Now I am showing you some examples and tell you how you can trade the chart patterns like head and shoulders. You will see that trading the head and shoulders is exactly the same as triangles. At the beginning of this article I told you that usually the head and shoulders (and also triple tops or bottoms) are formed inside the triangles. Now you can see what I meant:
The above screenshot shows the triple top you saw on this article before. As you see the triple top is formed inside a symmetrical triangle. Later on, the support line which is the triple top neckline or the triangle lower leg, was broken and the price went down. You could go short as soon as the first candlestick closed below the support line. The stop loss could be placed several pips above the candlestick that closed below the support line.
This is another example (below). I am showing the triangle again, because I want to emphasize that in most cases the triangle and head and shoulders are with each other and you can trade them with the same rule. Here you should for the first candlestick to close below the support line to go short. Your stop loss has to be placed above the candlestick which has broken below the support line:
The below screenshot shows an “Inverted Head and Shoulders”. The entry is based on the same rules and is done after the neckline breakout which is a resistance in this case. In the below example, because the candlestick which has broken above the resistance is relatively long, I prefer to place the stop loss around the open price of the candlestick and not below it. I do this because I do not want to make the stop loss too wide:
What About the Target Order Size?
Nobody knows how far the market will go after forming a trade setup. All we can do is that we locate the trade setup, take the position, set the stop loss and target orders and wait.
Like what we learned when discussing about the Symmetrical Triangles, there are some analysis and techniques that enable you to determine the size of the market movement after forming of a head and shoulders.

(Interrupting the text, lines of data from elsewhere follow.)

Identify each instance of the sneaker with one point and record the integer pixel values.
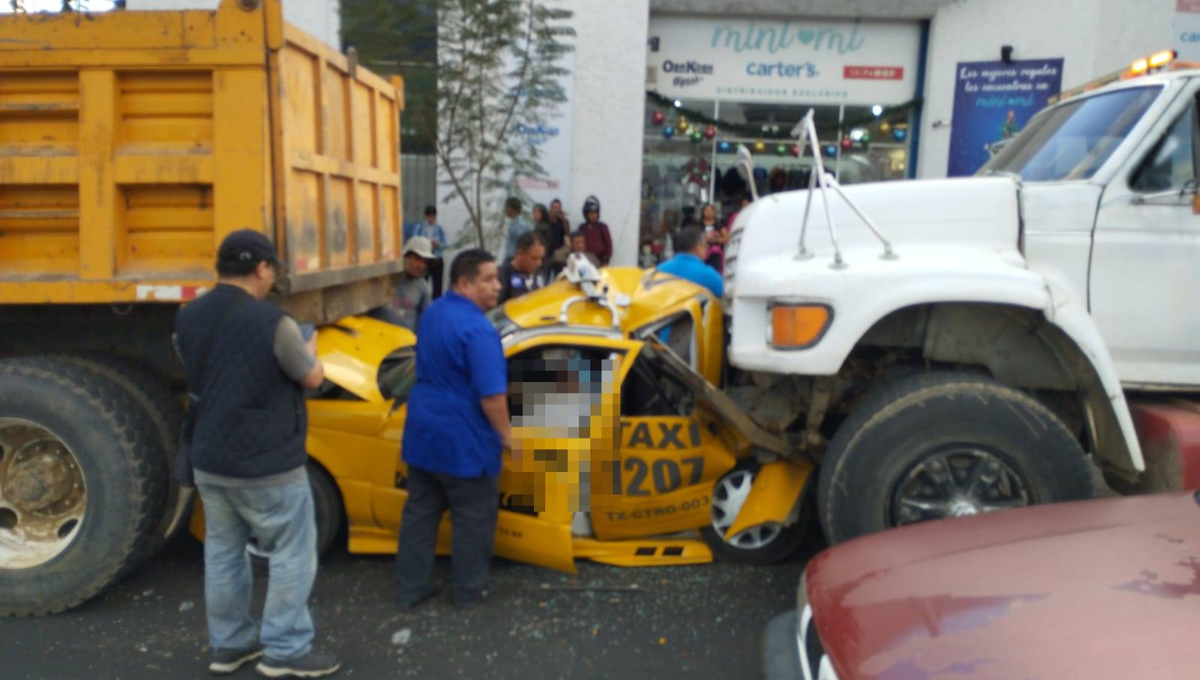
(226, 661)
(312, 665)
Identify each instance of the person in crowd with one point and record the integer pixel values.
(580, 245)
(247, 365)
(517, 224)
(546, 230)
(558, 246)
(456, 431)
(437, 236)
(714, 235)
(595, 232)
(558, 218)
(413, 294)
(525, 271)
(689, 262)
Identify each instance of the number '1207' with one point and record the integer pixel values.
(665, 473)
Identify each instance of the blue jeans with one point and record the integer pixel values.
(281, 518)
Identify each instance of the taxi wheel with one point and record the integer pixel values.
(762, 545)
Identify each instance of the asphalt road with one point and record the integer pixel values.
(685, 621)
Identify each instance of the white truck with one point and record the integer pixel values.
(954, 347)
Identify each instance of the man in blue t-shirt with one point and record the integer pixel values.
(457, 427)
(689, 262)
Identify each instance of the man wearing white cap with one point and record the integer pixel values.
(413, 294)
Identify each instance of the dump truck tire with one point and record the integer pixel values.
(76, 425)
(943, 445)
(159, 404)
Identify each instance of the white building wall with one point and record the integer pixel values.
(1093, 37)
(609, 98)
(609, 109)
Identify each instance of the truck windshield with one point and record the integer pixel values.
(1071, 142)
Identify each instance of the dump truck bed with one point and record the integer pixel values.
(131, 143)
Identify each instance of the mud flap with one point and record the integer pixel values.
(774, 497)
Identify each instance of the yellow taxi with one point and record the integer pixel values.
(624, 450)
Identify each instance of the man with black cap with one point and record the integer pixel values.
(437, 236)
(247, 365)
(525, 272)
(597, 233)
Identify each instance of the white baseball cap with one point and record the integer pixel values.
(420, 246)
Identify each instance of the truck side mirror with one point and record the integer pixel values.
(1195, 151)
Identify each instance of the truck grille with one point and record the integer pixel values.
(731, 260)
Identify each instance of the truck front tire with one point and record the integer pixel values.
(78, 439)
(943, 445)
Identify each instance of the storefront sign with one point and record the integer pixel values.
(993, 102)
(552, 140)
(784, 61)
(1186, 30)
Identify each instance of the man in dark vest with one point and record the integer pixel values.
(247, 365)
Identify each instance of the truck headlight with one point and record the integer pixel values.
(797, 325)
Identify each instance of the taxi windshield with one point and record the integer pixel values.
(1073, 140)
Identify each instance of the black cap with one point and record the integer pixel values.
(247, 246)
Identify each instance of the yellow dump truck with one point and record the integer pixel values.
(131, 143)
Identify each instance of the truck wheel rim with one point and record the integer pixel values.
(729, 497)
(961, 482)
(42, 494)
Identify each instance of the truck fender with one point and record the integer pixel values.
(774, 497)
(948, 276)
(1069, 313)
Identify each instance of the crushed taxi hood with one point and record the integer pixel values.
(641, 298)
(353, 349)
(1101, 589)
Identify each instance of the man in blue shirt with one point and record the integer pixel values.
(689, 262)
(456, 429)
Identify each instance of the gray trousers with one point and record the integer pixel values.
(473, 504)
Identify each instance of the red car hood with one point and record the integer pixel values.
(1097, 590)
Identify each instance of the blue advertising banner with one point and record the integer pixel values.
(993, 102)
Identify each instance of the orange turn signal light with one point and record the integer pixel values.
(1161, 58)
(798, 326)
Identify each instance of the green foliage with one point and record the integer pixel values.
(474, 70)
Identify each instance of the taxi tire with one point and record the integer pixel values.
(327, 503)
(787, 542)
(895, 427)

You can refer to the symmetrical triangles article and learn it. The same techniques can be applied to the head and shoulders trade setups too because as you saw this pattern is in fact a special form of the symmetrical triangle patterns. I do not want to repeat them here in this article. On the other hand, these techniques are not exact and precise in many cases. Therefore, I recommend you not to make your trading too complicated by applying these techniques. You should always keep your trading as simple as possible.
Regarding choosing the target order size for the positions you take based on the head and shoulders breakouts, I recommend you not to take positions with less than a 1:3 risk/reward ratio. It means your target has to be x3 larger than the stop loss. An optimum and on time entry helps you have a tight stop loss, so that your target can also be tight and be reached by the market faster and easier. If you miss a trade setup and it looks too late to enter, you’e better not to enter and wait for another trade setup because if you enter, you can’t have an optimum and tight enough stop loss, and so, your target has to be too wide too.
The other thing is that a good trader is someone who is able to stay away from losing as much as possible. If you can manage to limit your losses, you can make money too. One way is that you move your stop loss when the market moves toward the target for a reasonable number of pips. For example, when your target is x3 of your stop loss, you’d better to move your stop loss to breakeven when the price has moved accordingly for x1 of the stop loss size. It helps you not to lose any money if the market goes against you before it hits the target.
There will be cases that the market hits your stop loss before you get any chance to move it to breakeven. This is something that happens for all traders. It is part of the game and it should not affect your trading. You can easily recover the loss in the next positions you take.